Data Feeds
One of the main challenges in developing data products for energy and commodities trading and risk management is lack of reliable and relevant data that gives you the granularity required to do something useful and at the same time you don’t need a week to clean the data. This post examines one of ways you can get the data you need for free.
Paid vs. Free Services
The first step in any project is to gather and clean data. Working for a trading shop you usually have access to many paid data feeds.
In many cases you might not know that you have access, but the rule of thumb is if you are using a data feed provider such as Bloomberg you will have the option to use developer SDK. In some cases they have their data feeds available behind a REST API, this makes your life much simpler.
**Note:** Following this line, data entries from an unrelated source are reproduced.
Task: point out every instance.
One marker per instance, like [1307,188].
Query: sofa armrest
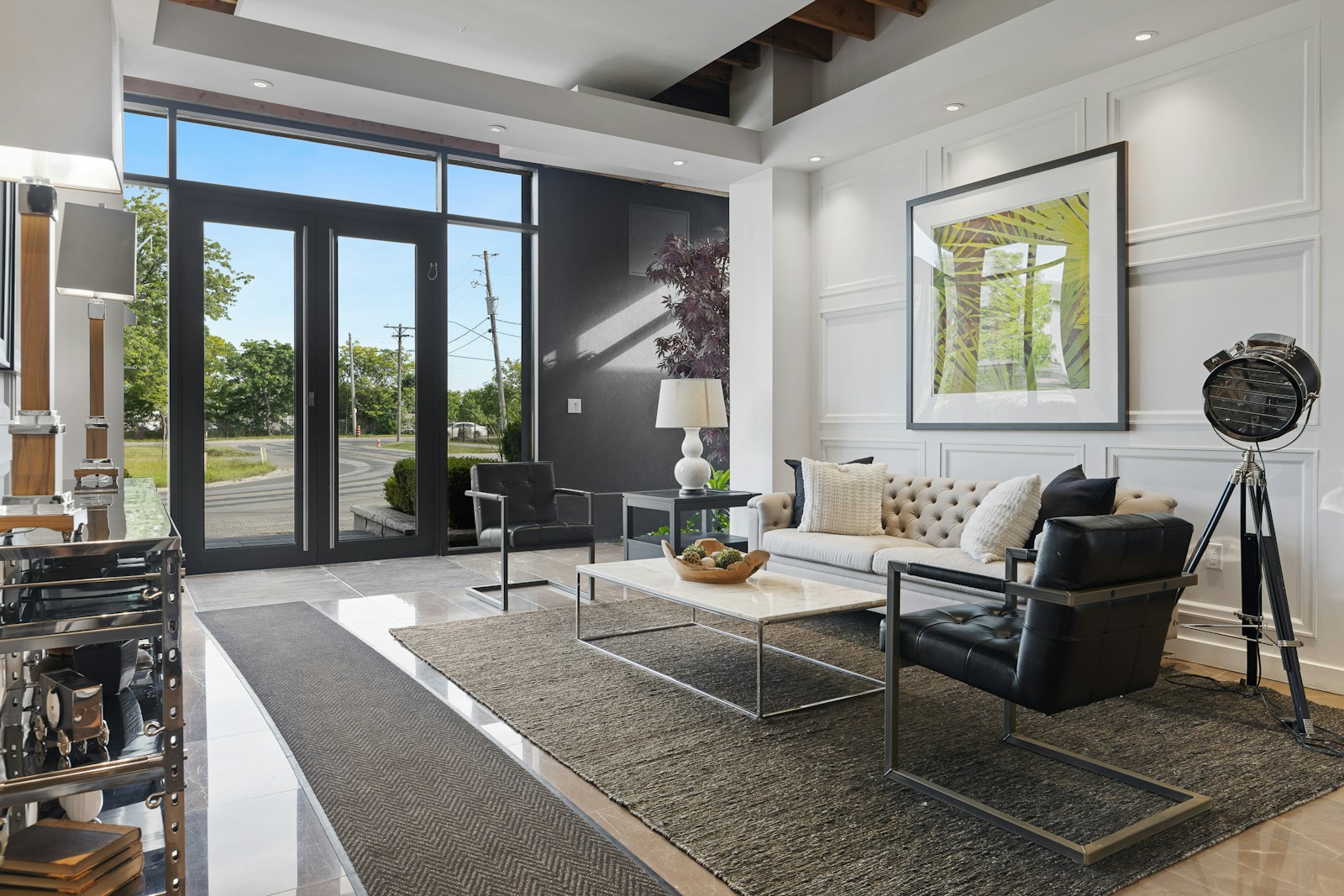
[766,512]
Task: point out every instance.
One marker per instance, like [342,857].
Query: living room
[371,641]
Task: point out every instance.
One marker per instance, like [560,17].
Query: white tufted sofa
[922,517]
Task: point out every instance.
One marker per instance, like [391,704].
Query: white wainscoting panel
[1229,140]
[1186,309]
[862,235]
[1196,477]
[1025,143]
[862,379]
[900,457]
[1003,461]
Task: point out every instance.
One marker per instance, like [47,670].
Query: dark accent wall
[596,325]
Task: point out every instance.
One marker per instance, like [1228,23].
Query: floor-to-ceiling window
[306,302]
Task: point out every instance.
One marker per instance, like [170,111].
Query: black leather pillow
[800,495]
[1072,493]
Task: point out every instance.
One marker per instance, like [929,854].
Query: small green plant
[726,558]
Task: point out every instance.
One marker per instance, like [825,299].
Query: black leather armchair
[1093,627]
[517,508]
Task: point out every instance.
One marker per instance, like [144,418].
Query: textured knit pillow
[800,490]
[1003,520]
[1072,493]
[843,499]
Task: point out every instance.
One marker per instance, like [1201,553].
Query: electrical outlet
[1214,557]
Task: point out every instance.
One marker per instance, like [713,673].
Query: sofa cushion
[1003,520]
[843,499]
[847,551]
[800,492]
[1072,493]
[945,558]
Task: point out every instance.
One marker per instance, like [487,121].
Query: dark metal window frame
[526,228]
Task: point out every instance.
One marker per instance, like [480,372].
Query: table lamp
[62,129]
[691,405]
[97,262]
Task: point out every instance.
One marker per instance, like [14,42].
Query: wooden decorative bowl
[739,571]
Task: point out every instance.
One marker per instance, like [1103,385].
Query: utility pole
[402,332]
[491,308]
[354,411]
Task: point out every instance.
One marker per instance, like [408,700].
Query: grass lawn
[223,464]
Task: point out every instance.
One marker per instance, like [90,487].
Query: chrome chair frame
[1186,802]
[484,591]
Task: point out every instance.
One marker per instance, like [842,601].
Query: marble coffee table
[763,600]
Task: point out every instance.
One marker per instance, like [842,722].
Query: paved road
[266,506]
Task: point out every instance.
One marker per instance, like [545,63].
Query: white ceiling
[636,47]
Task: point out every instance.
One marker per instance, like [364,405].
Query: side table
[675,506]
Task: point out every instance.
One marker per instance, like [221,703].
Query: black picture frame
[1108,411]
[8,275]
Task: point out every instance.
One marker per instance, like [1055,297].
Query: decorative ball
[726,558]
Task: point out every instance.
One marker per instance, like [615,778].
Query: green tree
[257,394]
[147,343]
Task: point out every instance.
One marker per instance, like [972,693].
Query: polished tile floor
[255,832]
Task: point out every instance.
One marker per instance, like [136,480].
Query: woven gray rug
[423,804]
[799,805]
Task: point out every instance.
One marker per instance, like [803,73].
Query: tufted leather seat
[1093,627]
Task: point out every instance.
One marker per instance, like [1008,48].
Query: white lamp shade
[60,107]
[97,253]
[691,402]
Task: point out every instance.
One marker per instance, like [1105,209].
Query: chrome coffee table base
[759,641]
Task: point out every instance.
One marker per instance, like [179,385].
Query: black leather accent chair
[1092,627]
[517,508]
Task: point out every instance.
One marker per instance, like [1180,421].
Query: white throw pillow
[1003,520]
[844,499]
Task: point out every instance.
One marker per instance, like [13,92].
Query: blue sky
[375,285]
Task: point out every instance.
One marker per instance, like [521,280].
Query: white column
[772,332]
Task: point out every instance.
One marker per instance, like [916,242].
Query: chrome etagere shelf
[118,579]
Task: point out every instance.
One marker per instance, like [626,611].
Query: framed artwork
[8,262]
[1016,311]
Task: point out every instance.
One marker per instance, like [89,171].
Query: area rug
[799,804]
[423,804]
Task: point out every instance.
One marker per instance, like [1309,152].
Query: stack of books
[57,857]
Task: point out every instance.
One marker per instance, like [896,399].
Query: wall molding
[1307,459]
[824,365]
[1310,199]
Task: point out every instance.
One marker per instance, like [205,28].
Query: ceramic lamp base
[692,472]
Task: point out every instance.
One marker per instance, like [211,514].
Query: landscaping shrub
[400,490]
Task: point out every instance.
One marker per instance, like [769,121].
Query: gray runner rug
[799,805]
[423,804]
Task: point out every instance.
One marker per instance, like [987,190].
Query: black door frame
[318,224]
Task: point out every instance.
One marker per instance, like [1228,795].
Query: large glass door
[299,423]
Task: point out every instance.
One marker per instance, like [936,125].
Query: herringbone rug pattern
[423,802]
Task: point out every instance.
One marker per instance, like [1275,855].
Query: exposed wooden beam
[909,7]
[799,39]
[745,56]
[228,7]
[853,18]
[159,90]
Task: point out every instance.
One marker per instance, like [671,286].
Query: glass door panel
[375,422]
[250,372]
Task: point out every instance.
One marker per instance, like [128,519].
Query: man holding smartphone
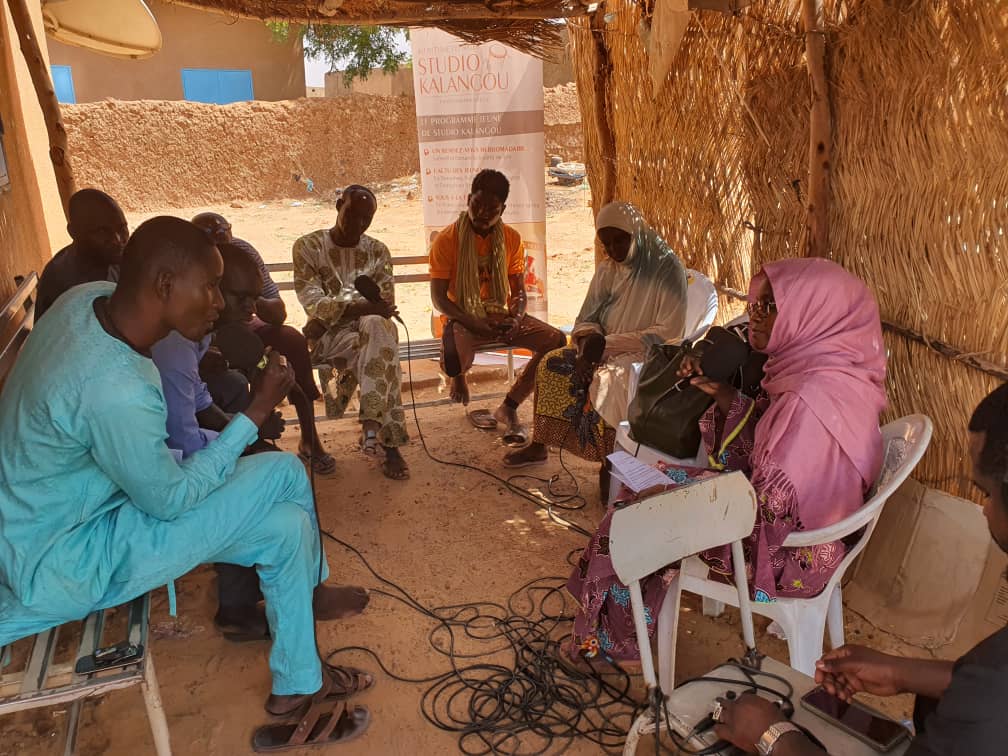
[478,283]
[961,707]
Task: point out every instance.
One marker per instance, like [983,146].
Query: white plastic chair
[803,620]
[665,528]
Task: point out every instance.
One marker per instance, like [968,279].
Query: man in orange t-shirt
[477,281]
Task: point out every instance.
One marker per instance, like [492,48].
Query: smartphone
[877,732]
[110,657]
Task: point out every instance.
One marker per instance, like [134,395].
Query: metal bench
[44,673]
[422,349]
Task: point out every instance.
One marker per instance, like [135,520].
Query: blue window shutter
[63,83]
[217,86]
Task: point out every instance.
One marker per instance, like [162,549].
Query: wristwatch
[769,739]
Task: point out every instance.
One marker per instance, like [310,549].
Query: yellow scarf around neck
[467,274]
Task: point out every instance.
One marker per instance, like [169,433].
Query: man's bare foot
[460,390]
[339,602]
[394,466]
[533,454]
[322,461]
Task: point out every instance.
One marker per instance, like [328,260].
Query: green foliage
[355,49]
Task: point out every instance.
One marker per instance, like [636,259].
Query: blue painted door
[63,83]
[218,86]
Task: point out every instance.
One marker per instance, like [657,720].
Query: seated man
[478,283]
[98,228]
[94,508]
[266,321]
[961,706]
[194,420]
[353,335]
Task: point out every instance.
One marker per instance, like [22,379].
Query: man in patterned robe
[353,335]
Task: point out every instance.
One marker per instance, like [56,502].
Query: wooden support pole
[820,133]
[947,350]
[46,95]
[605,194]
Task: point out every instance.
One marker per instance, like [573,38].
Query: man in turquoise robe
[94,508]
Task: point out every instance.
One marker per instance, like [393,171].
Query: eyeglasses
[762,307]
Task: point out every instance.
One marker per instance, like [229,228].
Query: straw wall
[919,96]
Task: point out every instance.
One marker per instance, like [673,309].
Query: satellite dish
[124,28]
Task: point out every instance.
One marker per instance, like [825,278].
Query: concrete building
[207,57]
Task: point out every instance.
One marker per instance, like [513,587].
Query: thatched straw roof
[524,24]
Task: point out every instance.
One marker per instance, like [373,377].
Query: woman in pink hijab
[809,444]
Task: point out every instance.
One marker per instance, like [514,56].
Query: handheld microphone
[370,291]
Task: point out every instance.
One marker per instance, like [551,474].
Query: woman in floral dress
[809,444]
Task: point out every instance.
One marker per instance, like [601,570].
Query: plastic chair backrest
[672,525]
[702,304]
[904,442]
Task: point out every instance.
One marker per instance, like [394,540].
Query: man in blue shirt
[267,322]
[95,510]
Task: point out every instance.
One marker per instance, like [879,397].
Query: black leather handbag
[665,411]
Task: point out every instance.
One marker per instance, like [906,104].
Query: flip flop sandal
[483,419]
[321,726]
[323,464]
[513,461]
[342,683]
[516,435]
[369,444]
[386,471]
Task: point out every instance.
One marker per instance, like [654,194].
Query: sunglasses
[762,307]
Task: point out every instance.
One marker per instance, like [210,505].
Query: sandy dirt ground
[448,536]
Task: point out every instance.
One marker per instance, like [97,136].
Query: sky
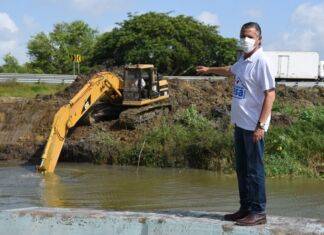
[293,25]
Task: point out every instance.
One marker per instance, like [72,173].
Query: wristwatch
[261,125]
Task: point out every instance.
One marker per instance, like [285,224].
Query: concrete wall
[82,221]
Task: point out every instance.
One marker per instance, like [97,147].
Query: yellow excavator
[141,93]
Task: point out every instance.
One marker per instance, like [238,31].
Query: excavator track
[132,117]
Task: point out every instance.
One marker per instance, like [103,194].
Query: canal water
[78,185]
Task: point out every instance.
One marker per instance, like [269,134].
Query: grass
[191,140]
[14,89]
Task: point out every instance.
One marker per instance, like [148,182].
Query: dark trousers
[250,171]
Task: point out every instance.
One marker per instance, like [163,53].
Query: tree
[173,44]
[50,53]
[11,65]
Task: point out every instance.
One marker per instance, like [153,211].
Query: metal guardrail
[301,84]
[68,79]
[190,78]
[37,78]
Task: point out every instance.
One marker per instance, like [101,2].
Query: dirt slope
[25,123]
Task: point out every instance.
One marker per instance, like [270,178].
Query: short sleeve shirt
[252,77]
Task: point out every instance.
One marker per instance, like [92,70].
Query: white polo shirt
[252,78]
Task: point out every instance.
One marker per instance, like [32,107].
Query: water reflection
[123,188]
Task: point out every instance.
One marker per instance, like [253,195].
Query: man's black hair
[252,25]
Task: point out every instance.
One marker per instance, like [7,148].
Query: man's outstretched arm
[223,71]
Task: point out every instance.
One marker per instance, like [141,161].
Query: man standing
[253,96]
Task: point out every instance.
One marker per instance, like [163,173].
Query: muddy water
[147,189]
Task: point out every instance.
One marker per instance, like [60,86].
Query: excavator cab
[144,96]
[140,82]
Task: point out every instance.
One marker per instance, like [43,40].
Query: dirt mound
[25,123]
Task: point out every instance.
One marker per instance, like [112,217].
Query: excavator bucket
[68,115]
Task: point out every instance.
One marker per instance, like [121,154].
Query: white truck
[293,65]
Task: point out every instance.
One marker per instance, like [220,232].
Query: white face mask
[247,44]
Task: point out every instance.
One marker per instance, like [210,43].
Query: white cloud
[208,18]
[9,38]
[7,24]
[307,31]
[254,13]
[30,22]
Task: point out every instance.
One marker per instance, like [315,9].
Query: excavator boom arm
[68,115]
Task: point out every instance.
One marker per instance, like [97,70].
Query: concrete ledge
[83,221]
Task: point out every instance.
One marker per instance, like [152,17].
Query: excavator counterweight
[142,92]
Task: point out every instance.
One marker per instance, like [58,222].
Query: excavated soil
[26,123]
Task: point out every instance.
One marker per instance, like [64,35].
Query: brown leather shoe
[252,219]
[235,216]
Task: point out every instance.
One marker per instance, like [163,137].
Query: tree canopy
[50,53]
[11,65]
[173,44]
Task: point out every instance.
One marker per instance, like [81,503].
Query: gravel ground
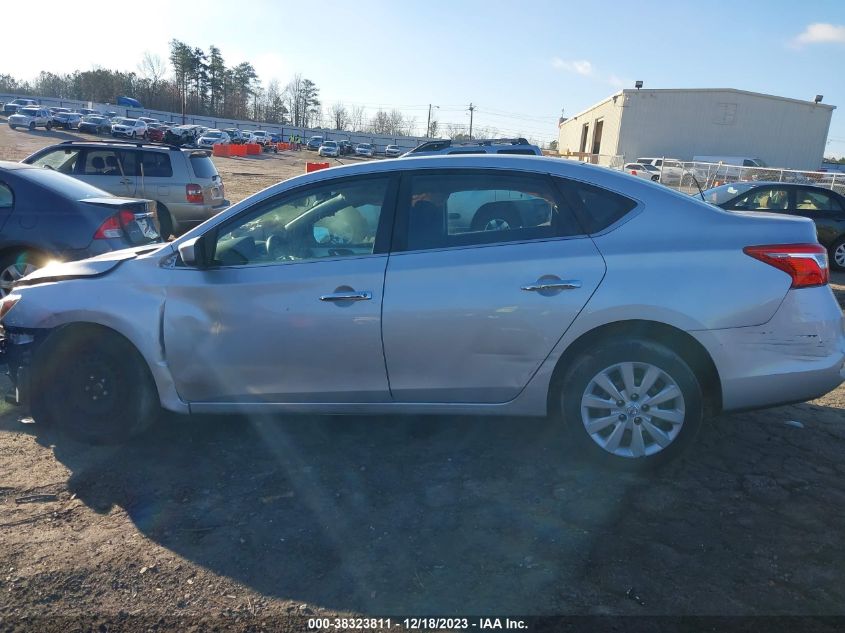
[225,522]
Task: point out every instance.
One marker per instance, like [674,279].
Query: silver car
[184,183]
[624,311]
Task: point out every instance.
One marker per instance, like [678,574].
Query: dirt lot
[242,177]
[237,523]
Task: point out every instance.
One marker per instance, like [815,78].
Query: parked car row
[631,379]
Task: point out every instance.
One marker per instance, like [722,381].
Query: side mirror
[193,252]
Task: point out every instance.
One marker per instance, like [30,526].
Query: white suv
[133,128]
[31,117]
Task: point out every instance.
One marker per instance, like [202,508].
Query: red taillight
[194,193]
[805,263]
[113,226]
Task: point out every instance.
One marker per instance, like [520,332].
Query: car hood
[92,267]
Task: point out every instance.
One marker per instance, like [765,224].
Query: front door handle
[353,295]
[559,284]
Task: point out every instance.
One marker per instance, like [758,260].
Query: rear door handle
[363,295]
[562,284]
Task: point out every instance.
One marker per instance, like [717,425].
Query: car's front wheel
[631,403]
[93,384]
[837,254]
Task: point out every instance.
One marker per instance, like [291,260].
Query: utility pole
[428,123]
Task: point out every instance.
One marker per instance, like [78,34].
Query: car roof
[11,166]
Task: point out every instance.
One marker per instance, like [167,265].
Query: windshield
[720,195]
[65,185]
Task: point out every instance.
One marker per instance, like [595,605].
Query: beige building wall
[685,123]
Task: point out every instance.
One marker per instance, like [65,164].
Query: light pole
[428,123]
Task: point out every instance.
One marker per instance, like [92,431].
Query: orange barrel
[309,167]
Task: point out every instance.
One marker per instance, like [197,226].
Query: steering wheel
[278,246]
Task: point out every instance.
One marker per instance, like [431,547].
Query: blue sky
[519,62]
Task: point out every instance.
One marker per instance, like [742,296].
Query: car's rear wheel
[631,404]
[837,255]
[92,384]
[15,265]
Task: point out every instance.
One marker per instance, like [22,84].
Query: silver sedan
[495,285]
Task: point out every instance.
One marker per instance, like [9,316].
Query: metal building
[685,123]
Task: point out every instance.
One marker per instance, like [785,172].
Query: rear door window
[596,208]
[156,165]
[763,199]
[109,162]
[203,166]
[464,209]
[813,200]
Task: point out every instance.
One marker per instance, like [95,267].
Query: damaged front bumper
[17,348]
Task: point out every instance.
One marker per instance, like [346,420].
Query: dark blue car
[45,215]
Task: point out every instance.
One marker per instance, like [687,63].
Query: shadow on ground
[487,516]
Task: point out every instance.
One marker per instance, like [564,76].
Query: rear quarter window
[595,207]
[203,166]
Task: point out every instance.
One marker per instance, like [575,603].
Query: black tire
[165,221]
[496,220]
[837,245]
[639,352]
[91,383]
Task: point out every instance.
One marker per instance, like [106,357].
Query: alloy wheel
[633,409]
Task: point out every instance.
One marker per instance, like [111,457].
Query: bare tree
[356,120]
[339,116]
[153,68]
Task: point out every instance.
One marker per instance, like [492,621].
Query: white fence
[380,141]
[689,176]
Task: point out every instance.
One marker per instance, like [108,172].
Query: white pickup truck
[31,117]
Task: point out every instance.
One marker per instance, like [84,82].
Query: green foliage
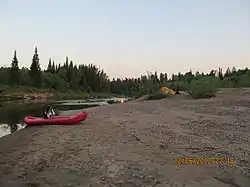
[14,76]
[157,95]
[69,80]
[205,87]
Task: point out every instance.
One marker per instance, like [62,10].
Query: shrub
[157,96]
[205,87]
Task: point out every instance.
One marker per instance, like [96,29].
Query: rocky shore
[136,144]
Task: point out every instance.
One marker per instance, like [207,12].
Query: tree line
[89,78]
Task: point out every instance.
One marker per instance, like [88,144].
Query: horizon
[162,36]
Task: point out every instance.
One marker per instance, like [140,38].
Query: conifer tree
[14,71]
[49,68]
[35,69]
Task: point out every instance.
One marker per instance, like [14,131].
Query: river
[12,114]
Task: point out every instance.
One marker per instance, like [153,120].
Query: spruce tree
[14,71]
[53,67]
[49,68]
[35,69]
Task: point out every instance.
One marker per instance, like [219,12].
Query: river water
[12,114]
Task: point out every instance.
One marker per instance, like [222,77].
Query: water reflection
[12,114]
[10,128]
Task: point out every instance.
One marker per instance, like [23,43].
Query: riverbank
[29,94]
[136,144]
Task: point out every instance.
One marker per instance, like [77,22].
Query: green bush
[205,87]
[157,96]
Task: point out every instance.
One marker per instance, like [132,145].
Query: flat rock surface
[137,144]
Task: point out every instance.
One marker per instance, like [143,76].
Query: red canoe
[56,120]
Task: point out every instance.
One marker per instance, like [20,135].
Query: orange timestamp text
[204,160]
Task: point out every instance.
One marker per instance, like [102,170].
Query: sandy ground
[136,144]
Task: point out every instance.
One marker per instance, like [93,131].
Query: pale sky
[128,37]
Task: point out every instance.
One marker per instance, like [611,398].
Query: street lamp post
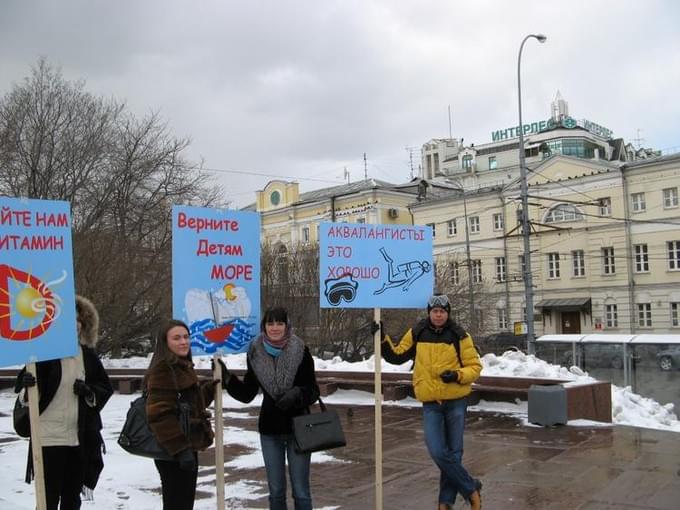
[528,282]
[473,320]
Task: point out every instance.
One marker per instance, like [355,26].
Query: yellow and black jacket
[434,351]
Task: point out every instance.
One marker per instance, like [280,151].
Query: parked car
[669,358]
[599,355]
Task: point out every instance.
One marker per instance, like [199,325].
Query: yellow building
[605,243]
[290,217]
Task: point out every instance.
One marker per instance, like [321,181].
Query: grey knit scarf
[276,375]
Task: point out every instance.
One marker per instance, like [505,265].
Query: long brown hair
[161,351]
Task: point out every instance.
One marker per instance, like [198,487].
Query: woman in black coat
[281,366]
[72,392]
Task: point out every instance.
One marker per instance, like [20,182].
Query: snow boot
[476,497]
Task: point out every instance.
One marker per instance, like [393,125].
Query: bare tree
[121,174]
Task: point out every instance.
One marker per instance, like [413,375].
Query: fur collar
[276,375]
[89,318]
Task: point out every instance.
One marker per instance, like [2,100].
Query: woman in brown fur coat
[171,377]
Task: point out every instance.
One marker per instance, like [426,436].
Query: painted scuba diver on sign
[404,275]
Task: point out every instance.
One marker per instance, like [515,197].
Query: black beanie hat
[439,301]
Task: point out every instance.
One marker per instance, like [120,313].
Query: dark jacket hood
[87,314]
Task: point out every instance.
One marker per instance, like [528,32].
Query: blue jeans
[275,448]
[444,425]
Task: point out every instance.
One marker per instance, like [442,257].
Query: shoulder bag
[318,431]
[137,438]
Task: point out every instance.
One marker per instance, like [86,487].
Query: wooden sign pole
[36,440]
[219,436]
[378,413]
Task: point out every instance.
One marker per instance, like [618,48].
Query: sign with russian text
[545,125]
[375,266]
[37,297]
[216,277]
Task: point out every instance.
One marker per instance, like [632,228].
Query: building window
[498,221]
[611,316]
[645,315]
[641,258]
[477,271]
[455,274]
[605,206]
[474,224]
[452,228]
[502,315]
[638,200]
[673,255]
[500,269]
[578,263]
[608,262]
[670,197]
[553,265]
[563,212]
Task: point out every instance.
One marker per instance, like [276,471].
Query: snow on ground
[628,408]
[130,482]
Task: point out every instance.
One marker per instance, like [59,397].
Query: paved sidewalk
[561,468]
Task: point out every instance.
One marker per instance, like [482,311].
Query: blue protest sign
[37,298]
[375,266]
[216,277]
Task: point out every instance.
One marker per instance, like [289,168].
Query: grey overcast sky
[300,89]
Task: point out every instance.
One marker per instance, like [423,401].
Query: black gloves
[449,376]
[27,380]
[187,460]
[81,389]
[291,398]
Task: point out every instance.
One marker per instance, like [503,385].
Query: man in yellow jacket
[446,365]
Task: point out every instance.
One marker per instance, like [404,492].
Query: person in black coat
[281,366]
[72,392]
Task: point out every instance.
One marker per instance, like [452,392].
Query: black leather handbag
[318,431]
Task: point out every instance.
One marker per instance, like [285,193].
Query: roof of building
[341,190]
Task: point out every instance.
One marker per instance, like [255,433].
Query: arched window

In other cases you need to hack your way into some C++ or Java code and create the wrappers to access their data. It is always useful to poke around their documentations and ask the sales guys who come by your desk from time-to-time.
If you don’t have access to price and fundemental data through paid services, worry not! you can use number of R/Python tools to harvest data from Web APIs and websites, more on those in later posts.
One of these free web APIs is a great product called Quandl. This is a Toronto based company that collects and aggregates data into time series format that can be accessed by all the popular data analysis tools such as R and Python.
Quandl Setup
Getting data from Quandl is as easy as 1-2-3
1) You can download data without registering; however, that will give you access to only a short window of data. The best way is to signup to the service and to get an API KEY 2) Install Quandl package from Github 3) Find the Data Series and use Quandl function to pull the data
Example below shows how to pull the Natural Gas EIA storage number and price data from Quandl
First step is to setup the R package and do a test.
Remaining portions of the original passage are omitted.